I got a hold of the manufacture (personal friend) wanted to see if he could make a pair of legs for me ASAP...I'll be picking them up tomorrow.
So, instead of purchasing another Dobson, she's taking a Sadie the Maid to pair up with her Dobson.
Here is the picture she just sent me, blowing me a kiss.


----------



## NickG (Sep 12, 2006)

looks like you've got a fan.	:kisseton:


----------



## Frighteners Entertainment (Jan 24, 2006)

It sure makes it more fun when you do get some feed back, with pictures.


----------



## DarkShadows (Feb 6, 2006)

nice!!!!


----------



## Koumajutsu (Aug 9, 2006)

No boa? She must not know you very well


----------



## Bloodhound (Oct 16, 2007)

Job well done!!! Sealed with a kiss. Jeff you lucky dog!


----------



## Frighteners Entertainment (Jan 24, 2006)

I agree, lucky!


----------



## turtle2778 (Jul 9, 2006)

Good for you Jeff!!


----------



## Frighteners Entertainment (Jan 24, 2006)

turtle2778 said:


> Good for you Jeff!!


You think????
My wife hasn't seen the picture or email yet...!


----------



## Sickie Ickie (Jun 20, 2006)

Just say you received a nice letter thanking you.


----------



## beelce (Jul 21, 2007)

that's my kind of customer!


----------



## Turbophanx (Jun 30, 2008)

you should have delivered it to her.

Fail.


----------



## Frighteners Entertainment (Jan 24, 2006)

Turbophanx said:


> you should have delivered it to her.
> 
> Fail.


LOL, I agree.


----------



## Frighteners Entertainment (Jan 24, 2006)

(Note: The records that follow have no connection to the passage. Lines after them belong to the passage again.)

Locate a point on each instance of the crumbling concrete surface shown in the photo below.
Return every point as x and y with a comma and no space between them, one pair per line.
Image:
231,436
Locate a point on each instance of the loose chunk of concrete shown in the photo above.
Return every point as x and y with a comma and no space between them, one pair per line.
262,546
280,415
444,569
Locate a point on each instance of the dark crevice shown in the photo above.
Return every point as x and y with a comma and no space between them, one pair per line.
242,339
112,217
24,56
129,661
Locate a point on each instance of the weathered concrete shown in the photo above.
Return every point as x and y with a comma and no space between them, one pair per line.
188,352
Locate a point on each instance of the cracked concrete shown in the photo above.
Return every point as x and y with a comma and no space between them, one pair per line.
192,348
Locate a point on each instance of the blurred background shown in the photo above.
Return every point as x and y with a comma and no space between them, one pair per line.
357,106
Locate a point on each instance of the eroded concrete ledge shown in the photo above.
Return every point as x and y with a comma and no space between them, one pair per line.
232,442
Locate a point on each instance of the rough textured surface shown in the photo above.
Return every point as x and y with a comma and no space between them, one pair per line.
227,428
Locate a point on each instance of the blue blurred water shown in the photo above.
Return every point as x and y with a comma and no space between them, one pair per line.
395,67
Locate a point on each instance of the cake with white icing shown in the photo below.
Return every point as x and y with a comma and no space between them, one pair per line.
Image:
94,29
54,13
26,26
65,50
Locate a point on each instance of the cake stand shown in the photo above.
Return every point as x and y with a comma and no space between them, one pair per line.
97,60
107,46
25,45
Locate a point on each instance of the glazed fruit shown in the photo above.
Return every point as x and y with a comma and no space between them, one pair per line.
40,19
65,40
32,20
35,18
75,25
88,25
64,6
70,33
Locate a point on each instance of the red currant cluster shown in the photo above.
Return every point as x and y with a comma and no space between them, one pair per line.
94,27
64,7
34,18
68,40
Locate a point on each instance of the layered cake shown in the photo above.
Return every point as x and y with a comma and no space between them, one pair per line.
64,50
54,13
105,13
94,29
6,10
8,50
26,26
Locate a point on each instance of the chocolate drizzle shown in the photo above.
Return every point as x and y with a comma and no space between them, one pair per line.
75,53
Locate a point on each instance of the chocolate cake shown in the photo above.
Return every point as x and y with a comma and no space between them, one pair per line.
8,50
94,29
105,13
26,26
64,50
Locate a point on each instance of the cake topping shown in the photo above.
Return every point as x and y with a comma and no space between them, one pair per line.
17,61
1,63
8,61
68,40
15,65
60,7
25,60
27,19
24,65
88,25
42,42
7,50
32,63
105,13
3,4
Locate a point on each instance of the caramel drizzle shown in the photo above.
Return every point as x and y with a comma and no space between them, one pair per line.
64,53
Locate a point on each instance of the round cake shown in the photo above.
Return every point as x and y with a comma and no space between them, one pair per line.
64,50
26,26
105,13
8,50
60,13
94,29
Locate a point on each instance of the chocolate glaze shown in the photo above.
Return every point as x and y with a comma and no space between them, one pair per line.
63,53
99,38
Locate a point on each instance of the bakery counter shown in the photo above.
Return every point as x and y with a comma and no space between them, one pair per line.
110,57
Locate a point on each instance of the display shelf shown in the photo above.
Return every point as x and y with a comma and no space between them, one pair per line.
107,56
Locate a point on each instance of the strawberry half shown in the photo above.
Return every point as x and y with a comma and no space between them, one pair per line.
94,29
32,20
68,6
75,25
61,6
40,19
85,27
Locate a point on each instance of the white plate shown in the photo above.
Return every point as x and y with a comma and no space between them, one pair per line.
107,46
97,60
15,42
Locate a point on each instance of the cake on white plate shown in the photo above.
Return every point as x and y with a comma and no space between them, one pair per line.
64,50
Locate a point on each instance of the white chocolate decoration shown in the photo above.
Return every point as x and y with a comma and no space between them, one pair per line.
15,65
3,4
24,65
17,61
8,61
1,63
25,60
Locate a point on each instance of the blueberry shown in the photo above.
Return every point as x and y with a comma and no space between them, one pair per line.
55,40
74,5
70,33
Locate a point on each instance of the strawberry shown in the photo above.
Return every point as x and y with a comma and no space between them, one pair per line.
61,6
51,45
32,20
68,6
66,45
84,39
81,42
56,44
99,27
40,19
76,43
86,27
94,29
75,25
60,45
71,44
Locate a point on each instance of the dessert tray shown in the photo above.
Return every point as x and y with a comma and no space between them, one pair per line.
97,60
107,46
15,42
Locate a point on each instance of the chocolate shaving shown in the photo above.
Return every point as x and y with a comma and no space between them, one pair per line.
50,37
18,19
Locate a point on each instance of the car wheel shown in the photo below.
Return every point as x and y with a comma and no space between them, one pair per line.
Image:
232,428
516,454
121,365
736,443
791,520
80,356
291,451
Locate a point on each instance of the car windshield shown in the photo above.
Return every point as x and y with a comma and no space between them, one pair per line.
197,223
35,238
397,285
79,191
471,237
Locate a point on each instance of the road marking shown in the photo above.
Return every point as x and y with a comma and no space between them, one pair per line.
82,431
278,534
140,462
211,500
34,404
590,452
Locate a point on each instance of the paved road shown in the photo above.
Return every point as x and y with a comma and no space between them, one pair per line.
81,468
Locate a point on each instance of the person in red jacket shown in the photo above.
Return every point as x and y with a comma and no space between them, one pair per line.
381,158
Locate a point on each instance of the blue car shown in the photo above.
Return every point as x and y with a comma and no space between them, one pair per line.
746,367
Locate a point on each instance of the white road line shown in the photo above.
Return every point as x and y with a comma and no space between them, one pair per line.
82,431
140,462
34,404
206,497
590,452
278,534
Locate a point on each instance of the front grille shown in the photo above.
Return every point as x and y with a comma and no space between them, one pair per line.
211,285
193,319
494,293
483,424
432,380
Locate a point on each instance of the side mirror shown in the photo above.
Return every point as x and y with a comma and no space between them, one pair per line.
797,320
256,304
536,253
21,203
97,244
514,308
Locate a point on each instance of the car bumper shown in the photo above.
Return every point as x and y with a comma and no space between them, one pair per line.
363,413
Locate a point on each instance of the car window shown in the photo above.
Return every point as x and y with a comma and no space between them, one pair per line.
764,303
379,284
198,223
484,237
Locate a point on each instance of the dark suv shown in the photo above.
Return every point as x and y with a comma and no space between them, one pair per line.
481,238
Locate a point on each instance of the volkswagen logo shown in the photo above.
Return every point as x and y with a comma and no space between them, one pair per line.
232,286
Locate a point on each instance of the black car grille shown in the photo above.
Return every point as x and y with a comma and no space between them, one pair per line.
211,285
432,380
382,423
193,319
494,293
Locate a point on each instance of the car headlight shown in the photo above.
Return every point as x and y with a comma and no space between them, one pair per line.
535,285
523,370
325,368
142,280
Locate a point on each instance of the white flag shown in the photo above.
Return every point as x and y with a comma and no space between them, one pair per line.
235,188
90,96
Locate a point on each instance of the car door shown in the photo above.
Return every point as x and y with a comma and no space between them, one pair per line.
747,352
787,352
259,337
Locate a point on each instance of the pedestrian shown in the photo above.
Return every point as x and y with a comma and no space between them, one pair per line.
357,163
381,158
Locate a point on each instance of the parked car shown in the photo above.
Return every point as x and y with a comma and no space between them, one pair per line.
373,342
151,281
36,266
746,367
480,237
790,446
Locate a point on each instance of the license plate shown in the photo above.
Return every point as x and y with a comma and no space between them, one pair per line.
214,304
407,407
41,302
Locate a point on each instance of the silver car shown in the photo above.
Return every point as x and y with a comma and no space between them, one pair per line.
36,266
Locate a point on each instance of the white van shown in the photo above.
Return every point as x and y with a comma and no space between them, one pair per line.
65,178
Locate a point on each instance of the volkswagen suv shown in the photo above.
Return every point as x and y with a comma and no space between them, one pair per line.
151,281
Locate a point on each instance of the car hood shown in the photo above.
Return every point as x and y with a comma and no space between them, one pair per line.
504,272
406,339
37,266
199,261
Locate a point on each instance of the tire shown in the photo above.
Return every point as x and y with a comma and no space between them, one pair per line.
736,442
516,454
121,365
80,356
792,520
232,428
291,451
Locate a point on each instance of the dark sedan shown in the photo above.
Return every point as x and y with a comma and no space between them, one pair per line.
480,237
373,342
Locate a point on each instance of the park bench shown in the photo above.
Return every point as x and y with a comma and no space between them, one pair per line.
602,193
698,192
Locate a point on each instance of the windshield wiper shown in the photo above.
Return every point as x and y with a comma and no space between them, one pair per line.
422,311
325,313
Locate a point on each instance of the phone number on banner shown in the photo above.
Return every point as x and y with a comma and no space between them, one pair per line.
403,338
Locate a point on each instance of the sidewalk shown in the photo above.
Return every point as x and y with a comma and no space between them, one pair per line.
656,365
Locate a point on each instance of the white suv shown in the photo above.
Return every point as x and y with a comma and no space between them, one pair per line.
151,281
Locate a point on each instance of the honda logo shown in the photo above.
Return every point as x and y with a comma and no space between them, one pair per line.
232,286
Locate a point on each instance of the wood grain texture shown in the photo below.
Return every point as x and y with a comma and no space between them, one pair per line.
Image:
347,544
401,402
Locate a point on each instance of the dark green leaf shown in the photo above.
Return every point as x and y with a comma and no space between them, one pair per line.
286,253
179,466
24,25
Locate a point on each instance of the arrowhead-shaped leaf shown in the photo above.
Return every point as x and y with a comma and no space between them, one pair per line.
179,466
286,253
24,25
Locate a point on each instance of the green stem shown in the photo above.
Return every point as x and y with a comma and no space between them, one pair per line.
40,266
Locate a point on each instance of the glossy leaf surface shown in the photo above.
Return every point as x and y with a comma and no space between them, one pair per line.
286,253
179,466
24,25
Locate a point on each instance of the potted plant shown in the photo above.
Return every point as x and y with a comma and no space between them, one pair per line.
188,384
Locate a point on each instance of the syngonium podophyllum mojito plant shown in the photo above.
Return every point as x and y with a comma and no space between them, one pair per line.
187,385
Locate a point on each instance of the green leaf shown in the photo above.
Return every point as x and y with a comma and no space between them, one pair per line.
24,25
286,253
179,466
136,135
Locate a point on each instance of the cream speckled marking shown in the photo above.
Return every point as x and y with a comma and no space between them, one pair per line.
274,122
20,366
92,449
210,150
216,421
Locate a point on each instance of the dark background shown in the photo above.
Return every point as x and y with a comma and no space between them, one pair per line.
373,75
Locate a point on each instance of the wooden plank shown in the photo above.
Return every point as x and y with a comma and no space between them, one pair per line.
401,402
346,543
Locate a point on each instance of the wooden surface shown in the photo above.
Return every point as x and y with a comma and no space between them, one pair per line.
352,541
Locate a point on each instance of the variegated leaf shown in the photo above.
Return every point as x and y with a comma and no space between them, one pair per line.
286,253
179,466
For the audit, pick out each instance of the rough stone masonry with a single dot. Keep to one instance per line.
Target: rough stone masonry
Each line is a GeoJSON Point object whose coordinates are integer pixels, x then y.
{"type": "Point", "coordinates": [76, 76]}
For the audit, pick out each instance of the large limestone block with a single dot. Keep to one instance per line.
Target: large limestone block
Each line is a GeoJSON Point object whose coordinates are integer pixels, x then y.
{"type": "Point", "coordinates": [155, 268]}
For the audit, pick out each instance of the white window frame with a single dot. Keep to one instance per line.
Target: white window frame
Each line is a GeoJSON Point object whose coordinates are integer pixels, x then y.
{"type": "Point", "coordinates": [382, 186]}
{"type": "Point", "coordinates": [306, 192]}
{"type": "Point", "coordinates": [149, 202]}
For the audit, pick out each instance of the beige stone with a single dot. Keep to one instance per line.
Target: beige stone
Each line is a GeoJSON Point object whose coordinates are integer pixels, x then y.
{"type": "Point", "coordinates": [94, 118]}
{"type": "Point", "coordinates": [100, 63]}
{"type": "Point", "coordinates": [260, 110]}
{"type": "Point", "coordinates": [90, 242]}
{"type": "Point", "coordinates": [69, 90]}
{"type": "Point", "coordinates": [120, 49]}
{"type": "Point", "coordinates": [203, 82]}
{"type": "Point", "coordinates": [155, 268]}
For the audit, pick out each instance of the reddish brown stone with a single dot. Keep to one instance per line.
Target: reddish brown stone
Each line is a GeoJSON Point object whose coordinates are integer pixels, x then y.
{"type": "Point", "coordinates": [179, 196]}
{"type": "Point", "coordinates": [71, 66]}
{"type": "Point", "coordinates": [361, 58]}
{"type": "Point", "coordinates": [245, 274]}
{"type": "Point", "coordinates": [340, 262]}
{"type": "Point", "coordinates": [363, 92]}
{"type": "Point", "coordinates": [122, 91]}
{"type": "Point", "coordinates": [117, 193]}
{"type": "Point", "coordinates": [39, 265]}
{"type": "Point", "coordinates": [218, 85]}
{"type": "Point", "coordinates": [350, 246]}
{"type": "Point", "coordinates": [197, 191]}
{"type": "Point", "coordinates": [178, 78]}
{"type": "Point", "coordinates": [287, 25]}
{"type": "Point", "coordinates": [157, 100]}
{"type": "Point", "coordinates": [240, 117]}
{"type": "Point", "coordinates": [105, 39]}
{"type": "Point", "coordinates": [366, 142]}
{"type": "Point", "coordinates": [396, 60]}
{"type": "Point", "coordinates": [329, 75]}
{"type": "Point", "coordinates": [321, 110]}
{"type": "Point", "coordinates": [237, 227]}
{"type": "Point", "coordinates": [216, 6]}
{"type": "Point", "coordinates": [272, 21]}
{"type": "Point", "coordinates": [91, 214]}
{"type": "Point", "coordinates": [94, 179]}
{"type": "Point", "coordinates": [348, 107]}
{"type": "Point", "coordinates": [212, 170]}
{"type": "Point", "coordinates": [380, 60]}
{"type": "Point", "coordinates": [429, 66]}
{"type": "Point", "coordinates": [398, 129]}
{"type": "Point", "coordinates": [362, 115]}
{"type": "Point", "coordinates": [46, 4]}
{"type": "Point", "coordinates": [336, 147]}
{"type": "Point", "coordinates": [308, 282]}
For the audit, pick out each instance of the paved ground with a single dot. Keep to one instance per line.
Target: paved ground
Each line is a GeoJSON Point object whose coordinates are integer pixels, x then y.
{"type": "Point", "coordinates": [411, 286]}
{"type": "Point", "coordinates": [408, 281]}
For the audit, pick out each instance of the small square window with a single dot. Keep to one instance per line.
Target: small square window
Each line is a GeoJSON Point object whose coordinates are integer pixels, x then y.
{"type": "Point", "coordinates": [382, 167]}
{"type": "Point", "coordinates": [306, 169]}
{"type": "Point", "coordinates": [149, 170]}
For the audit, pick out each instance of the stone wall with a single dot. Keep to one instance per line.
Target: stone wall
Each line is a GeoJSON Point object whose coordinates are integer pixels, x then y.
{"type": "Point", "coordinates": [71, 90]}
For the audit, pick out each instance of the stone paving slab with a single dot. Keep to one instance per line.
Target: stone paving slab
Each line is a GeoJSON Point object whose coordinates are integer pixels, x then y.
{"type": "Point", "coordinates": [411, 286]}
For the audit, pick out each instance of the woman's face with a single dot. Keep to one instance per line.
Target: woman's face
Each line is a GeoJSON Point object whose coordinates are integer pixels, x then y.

I'll post the happy reply tomorrow.
Everything arrived in perfect condition.


I will include a picture...yes she is cute!


----------



## MotelSixx (Sep 27, 2008)

I'm responding to the 'Help Wanted' ad you placed for delivery driver.


----------



## Frighteners Entertainment (Jan 24, 2006)

I should post the email too


----------



## Sickie Ickie (Jun 20, 2006)

hubba hubba! I assume DT already is on his way over as delivery driver?


----------



## pyro (Oct 7, 2006)

wow


----------